In a conversation with a student, she told me with longing and sadness that she feels very far away from her practice, and alienated from her spiritual life. You probably know what she means; sometimes our lives get too full to set time aside for meditation, mindful walking, or any other dedicated mindfulness practice. Often we experience a palpable sense of loss, as if we’re exiled from a vital connection to our true selves, far from what’s most beautiful in our lives.
As her teacher, though, what I see is different. She truly embodies her practice of loving awareness, expressed in countless ways — caring for her aging parents, her own large family, her work.
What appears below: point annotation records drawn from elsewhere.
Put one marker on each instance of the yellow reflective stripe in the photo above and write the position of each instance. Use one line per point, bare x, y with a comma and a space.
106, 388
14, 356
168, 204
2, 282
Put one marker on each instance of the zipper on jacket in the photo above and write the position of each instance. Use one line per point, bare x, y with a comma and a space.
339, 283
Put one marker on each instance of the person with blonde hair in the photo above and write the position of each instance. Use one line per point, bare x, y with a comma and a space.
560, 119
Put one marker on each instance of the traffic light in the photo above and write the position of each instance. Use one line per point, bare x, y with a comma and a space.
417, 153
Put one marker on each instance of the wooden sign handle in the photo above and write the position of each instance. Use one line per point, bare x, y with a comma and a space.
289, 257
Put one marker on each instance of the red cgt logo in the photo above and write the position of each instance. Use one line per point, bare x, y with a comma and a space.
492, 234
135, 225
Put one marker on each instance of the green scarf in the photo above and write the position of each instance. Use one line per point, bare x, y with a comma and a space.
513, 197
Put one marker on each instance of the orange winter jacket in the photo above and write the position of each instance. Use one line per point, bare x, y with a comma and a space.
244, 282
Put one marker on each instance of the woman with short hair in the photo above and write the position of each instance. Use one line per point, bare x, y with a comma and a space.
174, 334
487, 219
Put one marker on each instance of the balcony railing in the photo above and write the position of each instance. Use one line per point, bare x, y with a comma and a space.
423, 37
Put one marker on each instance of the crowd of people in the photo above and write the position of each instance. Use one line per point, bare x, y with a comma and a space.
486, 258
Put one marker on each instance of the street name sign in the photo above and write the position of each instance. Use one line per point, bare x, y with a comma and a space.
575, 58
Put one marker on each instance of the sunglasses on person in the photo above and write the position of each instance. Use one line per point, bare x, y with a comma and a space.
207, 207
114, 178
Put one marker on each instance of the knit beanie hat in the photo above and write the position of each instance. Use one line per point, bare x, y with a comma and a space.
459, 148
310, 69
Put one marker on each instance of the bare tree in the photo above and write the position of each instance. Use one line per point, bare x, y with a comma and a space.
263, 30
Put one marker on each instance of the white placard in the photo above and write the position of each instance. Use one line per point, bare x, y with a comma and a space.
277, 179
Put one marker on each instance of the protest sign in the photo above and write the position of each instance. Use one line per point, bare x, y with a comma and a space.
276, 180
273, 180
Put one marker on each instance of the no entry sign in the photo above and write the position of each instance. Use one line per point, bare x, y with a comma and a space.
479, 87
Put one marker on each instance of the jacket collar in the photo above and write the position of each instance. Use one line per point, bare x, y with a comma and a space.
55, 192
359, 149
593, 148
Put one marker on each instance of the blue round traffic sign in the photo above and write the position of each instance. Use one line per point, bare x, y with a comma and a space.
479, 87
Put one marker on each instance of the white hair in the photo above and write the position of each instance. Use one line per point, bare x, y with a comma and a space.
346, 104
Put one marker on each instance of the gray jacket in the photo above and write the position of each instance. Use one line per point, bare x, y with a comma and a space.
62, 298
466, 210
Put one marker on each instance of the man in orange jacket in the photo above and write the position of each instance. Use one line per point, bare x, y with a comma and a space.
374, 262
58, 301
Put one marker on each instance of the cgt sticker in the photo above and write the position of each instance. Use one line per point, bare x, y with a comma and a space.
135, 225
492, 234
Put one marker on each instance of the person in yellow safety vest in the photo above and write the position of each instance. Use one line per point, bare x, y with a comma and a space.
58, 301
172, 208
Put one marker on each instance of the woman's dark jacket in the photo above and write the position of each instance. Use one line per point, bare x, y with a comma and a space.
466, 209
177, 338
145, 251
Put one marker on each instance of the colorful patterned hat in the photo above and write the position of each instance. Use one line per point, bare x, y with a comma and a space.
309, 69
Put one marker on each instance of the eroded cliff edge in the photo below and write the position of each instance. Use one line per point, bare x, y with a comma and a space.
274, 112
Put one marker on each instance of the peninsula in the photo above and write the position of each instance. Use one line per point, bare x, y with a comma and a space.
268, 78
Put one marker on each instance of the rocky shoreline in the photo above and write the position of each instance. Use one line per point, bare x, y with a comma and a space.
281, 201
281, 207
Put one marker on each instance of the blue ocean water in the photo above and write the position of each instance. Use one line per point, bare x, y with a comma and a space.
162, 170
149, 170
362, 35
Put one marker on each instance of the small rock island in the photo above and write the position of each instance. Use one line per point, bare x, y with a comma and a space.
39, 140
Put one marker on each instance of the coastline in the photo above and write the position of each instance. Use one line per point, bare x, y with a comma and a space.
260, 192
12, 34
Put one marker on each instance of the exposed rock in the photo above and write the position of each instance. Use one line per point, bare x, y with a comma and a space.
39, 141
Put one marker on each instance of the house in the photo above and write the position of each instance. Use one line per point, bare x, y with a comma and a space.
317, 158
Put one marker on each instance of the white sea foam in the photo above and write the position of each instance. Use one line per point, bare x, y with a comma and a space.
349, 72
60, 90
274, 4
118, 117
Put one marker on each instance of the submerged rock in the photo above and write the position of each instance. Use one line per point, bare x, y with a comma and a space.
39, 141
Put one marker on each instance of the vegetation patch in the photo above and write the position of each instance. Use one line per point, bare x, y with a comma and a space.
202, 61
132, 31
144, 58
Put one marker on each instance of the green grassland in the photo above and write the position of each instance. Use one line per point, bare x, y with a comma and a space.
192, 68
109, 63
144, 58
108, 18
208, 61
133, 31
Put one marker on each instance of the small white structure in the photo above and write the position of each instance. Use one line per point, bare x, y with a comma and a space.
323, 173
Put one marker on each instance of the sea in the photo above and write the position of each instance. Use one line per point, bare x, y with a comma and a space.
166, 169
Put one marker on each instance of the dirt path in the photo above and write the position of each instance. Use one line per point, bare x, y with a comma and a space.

The sense of being far away is not something to overcome but to respect and hold in our loving awareness. This is the way to work with our difficulties, to include them and learn from them. Feelings that seem like adversaries can become our allies when they’re seen and understood. Mindfulness shows us how to do that. The practice offers us nobility and joy as we open our hearts to what is present.
In fact, there can be something more real about the times you feel something’s missing than when you feel satisfied. The more deeply you practice, the more you realize how much there is to learn. Even the self that judges you or your life as lacking is not a problem to be fixed — this, too, can be acknowledged with compassion as part of the path.
This is a way to keep loving awareness in the center of your life, even when it feels far away. Remember, wherever you are right here and now is the perfect place to practice.